This article introduces the challenges and practices of ** performance ** monitoring and analysis of ** Alibaba ** large data centers.

This blog is a translation from the English version. You can check the original from here. We use some machine translation. We would appreciate it if you could point out any translation errors. *

Singles' Day, Shopping Festival

Alibaba's signature data crunch event is the 11.11 Global Shopping Festival, which celebrates China's Bachelor's Day every year with a platform-wide sale.
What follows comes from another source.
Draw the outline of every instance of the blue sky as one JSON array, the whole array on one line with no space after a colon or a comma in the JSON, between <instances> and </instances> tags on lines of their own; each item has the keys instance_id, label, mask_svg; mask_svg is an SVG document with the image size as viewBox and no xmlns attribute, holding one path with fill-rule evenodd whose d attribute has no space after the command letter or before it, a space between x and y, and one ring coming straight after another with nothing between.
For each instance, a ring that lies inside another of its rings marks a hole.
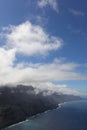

The figure below uses the data as of 2017. To help you see the size of the event, the graph in the upper left shows sales figures: about US $ 25.3 billion, which is higher than the combined sales of Thanksgiving, Black Friday and Cyber Monday in the same year. ..

Technical experts place more emphasis on the graph on the right. In 2017, Alibaba's cloud platform enabled a peak volume of 325,000 transactions and 256,000 payments per second.

What does such high peak performance mean for Alibaba? That means cost! The reason for sticking to performance is that we aim to reduce costs while continuously improving performance through constant technological innovation.

Alibaba infrastructure

Behind the peak performance figures above is the massive software and hardware infrastructure that underpins it.

As shown in the figure above, Alibaba's infrastructure includes a variety of top-level applications such as e-commerce apps Taobao and Tmall, distribution network Cainiao, business messaging app DingTalk, payment platform Alipay, and Alibaba Cloud. Exists. This diversity of business scenarios is characteristic of Alibaba's economy.

At the bottom is a large data center connected to millions of machines.

The middle tier is called "Enable Platform" in Alibaba. The closest to the upper layer applications are databases, storage, middleware and computing platforms. In between are resource scheduling, cluster management, and containers. At the bottom is system software such as operating system, JVM, and virtualization.

Performance analysis

Benchmark testing is useful because you need a simple and reproducible way to measure performance. However, benchmark testing has its limits. This is because each test depends on its own defined operating environment as well as its hardware and software settings. These settings can have a significant impact on performance. Another issue is whether the hardware and software configurations actually meet the business requirements and thus provide typical results.

Can the effects observed in benchmark tests extend to real-world complex production environments?

Alibaba's data centers have tens of thousands of business applications and millions of servers distributed around the world. Therefore, when considering software and hardware upgrades in a data center, it is important that the effects observed in small benchmark tests actually apply to the complex production environment in the data center. It becomes.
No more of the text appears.